How can I capture a big block of data

Steve Horne stephenhorne... at aol.com
Wed Feb 21 17:03:43 UTC 2007


On Feb 19, 9:59 pm, "Jason" <jason2... at jasonjobe.com> wrote:

> Now I'm wanting to grab a block of XML data but since the main focus
> of my scan is not XML I'm wondering if it wouldn't be easier to
> delimit any xml with some tags <xml> .... </xml>, and pass the whole
> block of data off to some other code and simply return a TK_XML token.
>
> I note in many examples, zipping through comments is pretty straight
> forward. Could / Should I do the same (or similar) thing to grab my
> XML?

My first thought is that this should be pretty easy. You need to
recognise it in three stages...

1.  The <xml> marker, allowing for whitespace etc.
2.  The content, using a regular expression that refuses to accept the
'</xml>' (use "any* -- [expression for </xml>]").
3.  The expression for </xml>.

The one possible problem is that this would stop early in any xml that
happened to have an 'xml' tag of its own.

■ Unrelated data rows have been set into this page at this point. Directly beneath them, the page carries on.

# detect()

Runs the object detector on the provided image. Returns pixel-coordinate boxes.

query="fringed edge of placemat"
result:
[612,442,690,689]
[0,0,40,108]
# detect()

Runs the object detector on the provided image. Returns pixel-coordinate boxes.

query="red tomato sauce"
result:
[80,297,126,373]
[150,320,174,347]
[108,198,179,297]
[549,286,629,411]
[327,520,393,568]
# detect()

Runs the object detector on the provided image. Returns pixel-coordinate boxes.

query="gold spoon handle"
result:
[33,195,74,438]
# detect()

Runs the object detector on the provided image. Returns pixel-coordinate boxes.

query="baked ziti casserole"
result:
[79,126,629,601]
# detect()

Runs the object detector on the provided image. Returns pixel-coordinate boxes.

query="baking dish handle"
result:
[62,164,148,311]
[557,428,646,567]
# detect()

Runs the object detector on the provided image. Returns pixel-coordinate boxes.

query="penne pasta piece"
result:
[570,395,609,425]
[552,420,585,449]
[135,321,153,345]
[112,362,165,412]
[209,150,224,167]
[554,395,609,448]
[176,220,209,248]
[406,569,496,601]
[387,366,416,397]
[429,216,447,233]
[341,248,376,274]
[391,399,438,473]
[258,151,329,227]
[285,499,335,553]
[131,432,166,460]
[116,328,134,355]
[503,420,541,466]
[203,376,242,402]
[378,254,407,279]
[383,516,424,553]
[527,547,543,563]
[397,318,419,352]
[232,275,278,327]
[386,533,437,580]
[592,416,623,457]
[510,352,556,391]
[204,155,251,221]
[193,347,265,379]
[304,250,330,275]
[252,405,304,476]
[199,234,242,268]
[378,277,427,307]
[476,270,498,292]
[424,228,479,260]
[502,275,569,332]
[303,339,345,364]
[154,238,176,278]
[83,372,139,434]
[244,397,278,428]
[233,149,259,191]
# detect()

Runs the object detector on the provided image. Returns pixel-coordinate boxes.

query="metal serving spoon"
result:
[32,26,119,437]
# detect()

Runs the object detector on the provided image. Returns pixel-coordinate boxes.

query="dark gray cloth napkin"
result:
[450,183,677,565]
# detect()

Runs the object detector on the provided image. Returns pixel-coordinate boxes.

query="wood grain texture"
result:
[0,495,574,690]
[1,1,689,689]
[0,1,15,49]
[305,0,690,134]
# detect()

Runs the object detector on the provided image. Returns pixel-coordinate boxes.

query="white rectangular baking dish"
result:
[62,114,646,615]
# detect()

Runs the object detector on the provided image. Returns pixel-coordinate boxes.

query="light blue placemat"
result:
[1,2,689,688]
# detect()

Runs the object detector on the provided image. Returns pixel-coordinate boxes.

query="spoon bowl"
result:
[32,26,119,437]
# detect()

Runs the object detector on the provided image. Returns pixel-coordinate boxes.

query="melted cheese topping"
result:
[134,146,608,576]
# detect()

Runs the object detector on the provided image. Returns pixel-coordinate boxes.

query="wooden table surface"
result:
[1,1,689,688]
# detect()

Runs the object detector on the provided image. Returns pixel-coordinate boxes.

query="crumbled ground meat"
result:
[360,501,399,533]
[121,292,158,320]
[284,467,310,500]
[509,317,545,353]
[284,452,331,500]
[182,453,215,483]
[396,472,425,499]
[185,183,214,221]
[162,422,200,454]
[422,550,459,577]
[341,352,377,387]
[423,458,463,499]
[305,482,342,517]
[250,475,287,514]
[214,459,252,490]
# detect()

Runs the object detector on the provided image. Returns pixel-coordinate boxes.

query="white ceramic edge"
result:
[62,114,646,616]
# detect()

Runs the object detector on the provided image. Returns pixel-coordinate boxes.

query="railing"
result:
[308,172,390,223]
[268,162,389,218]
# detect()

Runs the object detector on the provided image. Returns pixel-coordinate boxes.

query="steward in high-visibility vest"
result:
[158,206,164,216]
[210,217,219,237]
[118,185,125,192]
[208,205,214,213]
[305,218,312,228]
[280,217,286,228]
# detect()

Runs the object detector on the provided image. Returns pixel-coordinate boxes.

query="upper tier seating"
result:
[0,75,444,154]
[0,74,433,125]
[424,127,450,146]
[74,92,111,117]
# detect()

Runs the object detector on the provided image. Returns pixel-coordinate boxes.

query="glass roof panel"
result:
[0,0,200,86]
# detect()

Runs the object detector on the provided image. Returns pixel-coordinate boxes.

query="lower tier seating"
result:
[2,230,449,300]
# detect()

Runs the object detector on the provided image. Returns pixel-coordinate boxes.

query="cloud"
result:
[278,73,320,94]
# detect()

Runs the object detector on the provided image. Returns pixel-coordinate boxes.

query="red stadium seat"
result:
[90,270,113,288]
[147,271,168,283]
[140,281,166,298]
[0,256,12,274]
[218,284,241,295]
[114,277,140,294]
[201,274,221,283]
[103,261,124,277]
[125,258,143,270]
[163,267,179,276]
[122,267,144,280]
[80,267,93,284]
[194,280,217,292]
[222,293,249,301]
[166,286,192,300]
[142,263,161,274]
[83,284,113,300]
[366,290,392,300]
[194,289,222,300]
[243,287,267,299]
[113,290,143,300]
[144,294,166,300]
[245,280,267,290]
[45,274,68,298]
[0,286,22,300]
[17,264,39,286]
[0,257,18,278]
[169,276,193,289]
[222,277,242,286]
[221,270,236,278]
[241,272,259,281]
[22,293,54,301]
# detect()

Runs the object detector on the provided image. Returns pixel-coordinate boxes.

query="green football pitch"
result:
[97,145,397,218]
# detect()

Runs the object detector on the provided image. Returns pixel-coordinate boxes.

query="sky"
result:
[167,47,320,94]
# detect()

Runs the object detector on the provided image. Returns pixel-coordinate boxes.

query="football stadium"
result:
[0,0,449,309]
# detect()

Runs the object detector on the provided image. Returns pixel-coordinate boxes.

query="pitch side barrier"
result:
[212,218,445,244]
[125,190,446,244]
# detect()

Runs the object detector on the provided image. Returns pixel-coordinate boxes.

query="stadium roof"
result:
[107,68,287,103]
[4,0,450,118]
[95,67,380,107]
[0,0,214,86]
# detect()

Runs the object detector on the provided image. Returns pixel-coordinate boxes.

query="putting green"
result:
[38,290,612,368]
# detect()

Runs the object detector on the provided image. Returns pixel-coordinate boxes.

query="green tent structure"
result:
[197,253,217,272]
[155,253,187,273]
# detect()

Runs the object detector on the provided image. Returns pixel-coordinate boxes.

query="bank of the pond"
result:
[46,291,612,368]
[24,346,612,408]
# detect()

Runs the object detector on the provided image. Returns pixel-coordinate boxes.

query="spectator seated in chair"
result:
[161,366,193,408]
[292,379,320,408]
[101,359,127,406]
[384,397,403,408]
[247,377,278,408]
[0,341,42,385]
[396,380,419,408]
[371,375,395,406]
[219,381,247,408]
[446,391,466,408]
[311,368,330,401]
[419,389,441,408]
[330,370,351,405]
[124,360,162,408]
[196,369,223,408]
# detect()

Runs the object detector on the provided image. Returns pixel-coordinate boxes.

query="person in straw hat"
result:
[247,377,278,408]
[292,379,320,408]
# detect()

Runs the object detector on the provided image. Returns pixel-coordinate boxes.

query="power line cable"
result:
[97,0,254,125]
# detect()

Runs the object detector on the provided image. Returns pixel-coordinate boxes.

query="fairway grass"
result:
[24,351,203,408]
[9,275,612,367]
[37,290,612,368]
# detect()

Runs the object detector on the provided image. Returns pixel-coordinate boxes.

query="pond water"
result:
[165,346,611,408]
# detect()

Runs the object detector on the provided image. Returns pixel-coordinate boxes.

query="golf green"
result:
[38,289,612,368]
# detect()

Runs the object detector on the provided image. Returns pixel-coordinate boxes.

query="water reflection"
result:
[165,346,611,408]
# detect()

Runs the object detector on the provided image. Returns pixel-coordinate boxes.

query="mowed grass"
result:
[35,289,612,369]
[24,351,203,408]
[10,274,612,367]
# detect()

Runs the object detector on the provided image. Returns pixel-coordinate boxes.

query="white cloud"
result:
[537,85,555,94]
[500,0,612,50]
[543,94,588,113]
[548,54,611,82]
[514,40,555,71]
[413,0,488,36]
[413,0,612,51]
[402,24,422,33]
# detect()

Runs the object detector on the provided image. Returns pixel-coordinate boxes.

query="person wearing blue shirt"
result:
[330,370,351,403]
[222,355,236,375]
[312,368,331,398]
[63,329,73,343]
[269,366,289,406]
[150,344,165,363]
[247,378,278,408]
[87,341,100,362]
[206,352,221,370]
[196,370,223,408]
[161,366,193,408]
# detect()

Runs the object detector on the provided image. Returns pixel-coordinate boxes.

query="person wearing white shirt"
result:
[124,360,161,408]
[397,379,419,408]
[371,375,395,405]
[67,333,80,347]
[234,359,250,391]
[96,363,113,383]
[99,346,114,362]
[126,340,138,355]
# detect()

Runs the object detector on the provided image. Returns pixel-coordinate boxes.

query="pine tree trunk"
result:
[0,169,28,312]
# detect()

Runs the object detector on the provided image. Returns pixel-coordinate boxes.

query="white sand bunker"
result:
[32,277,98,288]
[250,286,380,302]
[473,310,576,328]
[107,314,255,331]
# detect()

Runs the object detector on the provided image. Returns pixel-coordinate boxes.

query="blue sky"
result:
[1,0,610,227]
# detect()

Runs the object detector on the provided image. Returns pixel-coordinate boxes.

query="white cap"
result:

There is the possibility of recognising all start and end tags, so you
can keep track of the nesting. Regular expression parsing cannot
handle recursive nesting, so handling this sounds like a job for a
context-free parsing tool such as Yacc, Bison or Kelbt, but in this
case, Ragel can probably cheat.

The trick is to use actions to maintain a counter that keeps track of
nesting depth, and to use semantic conditions to check the count. With
some care, this could even give some confidence that the XML is well
formed.

That said, this also means that badly formed embedded XML will
probably prevent you from finding the real end of the XML.

Different markers could be a good idea. For instance, you should never
see a strings of multiple "<<<<<" characters in well formed XML so
this could be exploited to give a safe end marker. It might be
necessary to exclude strings within quotes, but that's a relatively
simple thing to handle using the strong difference again.